As a woman rights’ activist, she calls for the formation of similar assemblies and starting vocational projects that support their social role.
“The union will focus on social, educational and cultural activities, away from politics and militarization,” she added.
Ethnic and Area-Related Diversity
According to its director, the “Sahabat Watan” project is distinct for incubating women from the different social segments in the northern and eastern rural Aleppo; Arab, Kurdish and Turkmens chose to be part of the project, in addition to women from Idlib, Aleppo, Homs and Eastern Ghouta, which, as she put it, ensure that the voice of the Syrian women is heard in a greater manner.
For her turn, Fatima al-Hassan, the union’s spokeswomen, said that the founding conference focused on the necessity of allowing the women the freedom needed for them as to prove their active social role, telling Enab Baladi that the conference’s attendees pointed out to several problems and difficulties and demanded their right to education, qualification and work.

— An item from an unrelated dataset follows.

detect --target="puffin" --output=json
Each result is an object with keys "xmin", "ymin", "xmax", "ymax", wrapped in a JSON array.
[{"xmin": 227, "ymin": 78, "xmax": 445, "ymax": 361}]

The number of widows in Syria is on the rise as a result of the war’s death toll, which put women face to face with many challenges, the most prominent of which is the need to fend for their children and families, which made them more liable to exploitation at the labor market that utilizes their energy for cheap wages.
The civil society organizations active in Northern Syria are seeking to organize many projects that target the rehabilitation of women both educationally and vocationally as to prepare them to be part of the developmental process and to sharpen their skills in a manner that equip them to get involved in the labor market, as well as generating economic opportunities that guarantee them a source of income.
The city of Maarrat al-Nu’man, Idlib governorate, hosted the founding conference of the “Syrian Women Gathering” in May 2017, in an attempt at bringing together the women-related organizations functioning in Northern Syria and unifying their efforts in the field of women support.
The conference then set a mechanism for an on-ground start, which was the need to move away from organizational representation of women alone, “for today we need to represent the whole society and to form an image of it,” according the “Syrian Women Gathering” ‘s conference’s statement.